About Yodo Labs

Yodo Labs is an applied AI research and engineering company based in Tokyo and Osaka. We build AI systems for industrial inspection, measurement, and operational decisions, combining computer vision and language models to produce judgments people can act on. Deployed in the real world, not just demos.

About the Role

You have trained models that work beautifully on a benchmark and fail on the factory floor. You have dealt with the dataset that has ten thousand normal examples and three defective ones. You know that the gap between a research prototype and a system a maintenance crew actually uses is not a deployment problem -- it is a modelling problem.

At Yodo Labs, we build vision systems that make accurate visual judgments in the field.
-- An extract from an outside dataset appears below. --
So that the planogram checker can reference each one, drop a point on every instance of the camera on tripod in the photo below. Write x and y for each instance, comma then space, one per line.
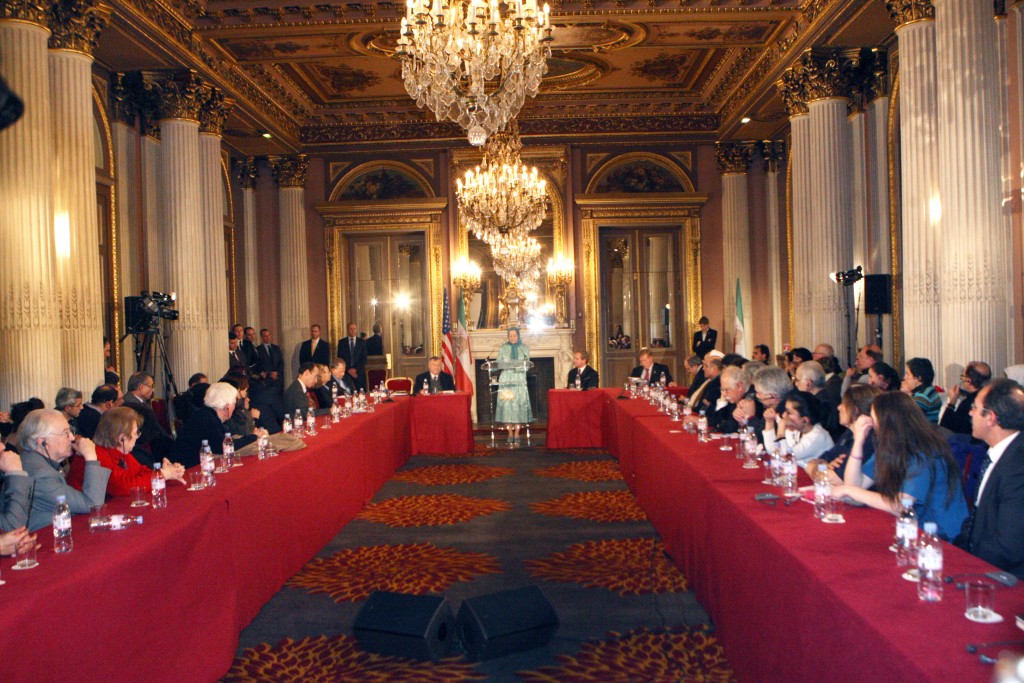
142, 313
Our models need to detect defects that barely exist in any dataset, measure dimensions from a single smartphone image, and verify safety-critical connections before a crew energises a line. They need to do this in 10-50MB, fully offline, on hardware that was not designed for AI.
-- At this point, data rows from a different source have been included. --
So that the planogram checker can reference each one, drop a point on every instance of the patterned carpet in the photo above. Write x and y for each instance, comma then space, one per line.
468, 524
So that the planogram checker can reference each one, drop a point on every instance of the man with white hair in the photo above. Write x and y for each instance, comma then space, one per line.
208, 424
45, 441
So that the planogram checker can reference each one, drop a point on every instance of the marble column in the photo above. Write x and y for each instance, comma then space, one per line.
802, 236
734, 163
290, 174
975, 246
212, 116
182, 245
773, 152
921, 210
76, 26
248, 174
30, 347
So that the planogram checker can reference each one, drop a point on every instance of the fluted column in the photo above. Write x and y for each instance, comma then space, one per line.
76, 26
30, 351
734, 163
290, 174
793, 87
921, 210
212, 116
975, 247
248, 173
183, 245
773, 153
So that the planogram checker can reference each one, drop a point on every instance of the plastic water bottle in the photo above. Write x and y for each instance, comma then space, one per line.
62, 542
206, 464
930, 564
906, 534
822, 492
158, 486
As a Computer Vision Engineer, you will own the pipeline from data to device. You will generate synthetic training data for defects our clients have seen three times in ten years. You will fine-tune vision-language models on tasks where the training set is a handful of reference images and a conversation with an inspector. You will distil the result into something that runs on a phone in a tunnel with no connectivity.
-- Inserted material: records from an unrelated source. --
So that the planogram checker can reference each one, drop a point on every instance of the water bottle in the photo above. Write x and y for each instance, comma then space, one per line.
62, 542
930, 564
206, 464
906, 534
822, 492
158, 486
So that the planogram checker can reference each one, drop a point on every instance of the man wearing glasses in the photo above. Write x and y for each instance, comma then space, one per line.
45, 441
This is not a research role and it is not a pure engineering role. It is both, simultaneously, because the problems demand it.

What You Will Do

Design and train vision models for field inspection, measurement, and safety verification -- each deployment is a new domain with minimal existing data
Build and maintain synthetic data generation pipelines: take a handful of real examples and produce the thousands of training samples needed to cover the long tail of rare cases
Fine-tune vision-language models to learn new inspection tasks from few-shot examples and natural language task descriptions
Distil large models into compact on-device models (10-50MB) that run fully offline on smartphones and edge hardware
Deploy, test, and iterate models in real field conditions -- your work ships to construction sites, rail corridors, and substations, not just a dashboard

Representative projects

Building a synthetic data pipeline for rail overhead equipment wear detection, starting from twelve reference images provided by the client and generating a training set covering crack patterns, corrosion stages, and environmental conditions the client has never photographed
Fine-tuning a vision-language model to perform live-line connection verification for a utility company, where the task definition comes from a two-hour conversation with a senior inspector rather than a labelled dataset
Distilling a 2B-parameter vision model into a 30MB on-device model that maintains 95%+ accuracy for surface defect detection on a manufacturing line, running inference in under 200ms on a standard smartphone
Designing an active learning loop where field crews flag uncertain predictions, feeding real-world edge cases back into the training pipeline without requiring ML expertise from the crew

You may be a good fit if you have

Strong experience in computer vision: object detection, segmentation, image classification, or visual inspection -- you have trained models and evaluated them honestly
Hands-on experience with model compression: distillation, quantisation, pruning, or on-device deployment (ONNX, CoreML, TFLite, or similar)
Familiarity with vision-language models (CLIP, LLaVA, Florence, or similar) and how to adapt them to new domains with limited data
A pragmatic approach to data scarcity -- you reach for synthetic data, augmentation, and few-shot learning before asking for ten thousand labelled examples
Experience with PyTorch and comfort working across the full pipeline from training to deployment
The instinct to test in the real world -- you know a model is not done when the loss curve flattens, it is done when it works on site
Business-level English; Japanese is helpful but not required

Candidates need not have

Publications in top-tier vision conferences -- we care about what you have built and shipped, not your citation count
Experience with our specific industries -- if you can learn what a rail clearance check looks like, the domain knowledge follows
A PhD -- strong engineering skills and genuine curiosity about vision problems matter more than credentials

How to Apply

Send an email to team@yodolabs.jp with the subject line "Computer Vision Engineer (Full-time) -- [Your Name]". Please include:

Your CV or resume
A brief description of a vision model you have built that you are proud of -- we want to understand the problem, your approach, and what you learned
Links to your GitHub profile or relevant project repositories

Logistics

Location: Tokyo / Osaka, Japan -- remote-friendly Work style: Flexible hours; occasional site visits to client facilities Visa sponsorship: We sponsor work visas for Japan where possible

We encourage you to apply even if you do not meet every qualification listed.